Symbols.list changes and exposure to wait for minor bump

ok jsing@ jca@
---

diff --git a/lib/libcrypto/asn1/a_time.c b/lib/libcrypto/asn1/a_time.c
index cd6a790cacd..03311e1b7f5 100644
--- a/lib/libcrypto/asn1/a_time.c
+++ b/lib/libcrypto/asn1/a_time.c
@@ -1,4 +1,4 @@
-/* $OpenBSD: a_time.c,v 1.33 2021/12/25 07:48:09 jsing Exp $ */
+/* $OpenBSD: a_time.c,v 1.34 2022/06/27 13:54:57 beck Exp $ */
 /* ====================================================================
  * Copyright (c) 1999 The OpenSSL Project.  All rights reserved.
  *
@@ -92,8 +92,7 @@ ASN1_TIME_free(ASN1_TIME *a)

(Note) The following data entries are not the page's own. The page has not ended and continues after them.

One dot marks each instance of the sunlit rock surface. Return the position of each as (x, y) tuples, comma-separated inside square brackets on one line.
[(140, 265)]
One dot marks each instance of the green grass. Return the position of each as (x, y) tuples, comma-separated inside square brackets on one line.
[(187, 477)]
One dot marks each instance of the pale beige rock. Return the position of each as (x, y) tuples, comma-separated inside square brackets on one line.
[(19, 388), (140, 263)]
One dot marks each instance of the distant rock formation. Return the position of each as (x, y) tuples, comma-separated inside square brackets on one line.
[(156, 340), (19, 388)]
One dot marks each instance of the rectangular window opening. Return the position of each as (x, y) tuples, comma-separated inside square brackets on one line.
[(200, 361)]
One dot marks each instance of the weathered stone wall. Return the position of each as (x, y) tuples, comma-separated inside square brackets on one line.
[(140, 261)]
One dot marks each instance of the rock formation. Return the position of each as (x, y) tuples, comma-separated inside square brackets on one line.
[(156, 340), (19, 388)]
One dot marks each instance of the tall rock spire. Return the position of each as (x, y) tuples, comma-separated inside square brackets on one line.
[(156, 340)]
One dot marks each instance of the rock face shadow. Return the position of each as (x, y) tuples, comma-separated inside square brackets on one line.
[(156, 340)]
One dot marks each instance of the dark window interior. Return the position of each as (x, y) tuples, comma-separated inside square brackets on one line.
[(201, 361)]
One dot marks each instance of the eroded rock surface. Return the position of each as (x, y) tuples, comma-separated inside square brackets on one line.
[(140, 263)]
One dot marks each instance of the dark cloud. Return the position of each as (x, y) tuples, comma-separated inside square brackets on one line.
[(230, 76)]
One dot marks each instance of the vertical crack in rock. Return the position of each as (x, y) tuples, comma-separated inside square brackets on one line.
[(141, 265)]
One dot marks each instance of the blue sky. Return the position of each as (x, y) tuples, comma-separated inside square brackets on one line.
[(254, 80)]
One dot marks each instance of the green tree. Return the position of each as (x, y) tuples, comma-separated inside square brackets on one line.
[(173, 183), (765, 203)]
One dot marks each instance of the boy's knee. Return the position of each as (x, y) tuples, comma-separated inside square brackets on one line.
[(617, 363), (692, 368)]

 	ASN1_item_free((ASN1_VALUE *)a, &ASN1_TIME_it);
 }
 
-/* Public API in OpenSSL. Kept internal for now. */
-static int
+int
 ASN1_TIME_to_tm(const ASN1_TIME *s, struct tm *tm)
 {
 	time_t now;
diff --git a/lib/libcrypto/asn1/a_time_tm.c b/lib/libcrypto/asn1/a_time_tm.c
index 0e040ae5791..23e2ce4b4c0 100644
--- a/lib/libcrypto/asn1/a_time_tm.c
+++ b/lib/libcrypto/asn1/a_time_tm.c
@@ -1,4 +1,4 @@
-/* $OpenBSD: a_time_tm.c,v 1.20 2022/04/28 17:31:29 tb Exp $ */
+/* $OpenBSD: a_time_tm.c,v 1.21 2022/06/27 13:54:57 beck Exp $ */
 /*
  * Copyright (c) 2015 Bob Beck <beck@openbsd.org>
  *
@@ -379,6 +379,61 @@ ASN1_TIME_set_string(ASN1_TIME *s, const char *str)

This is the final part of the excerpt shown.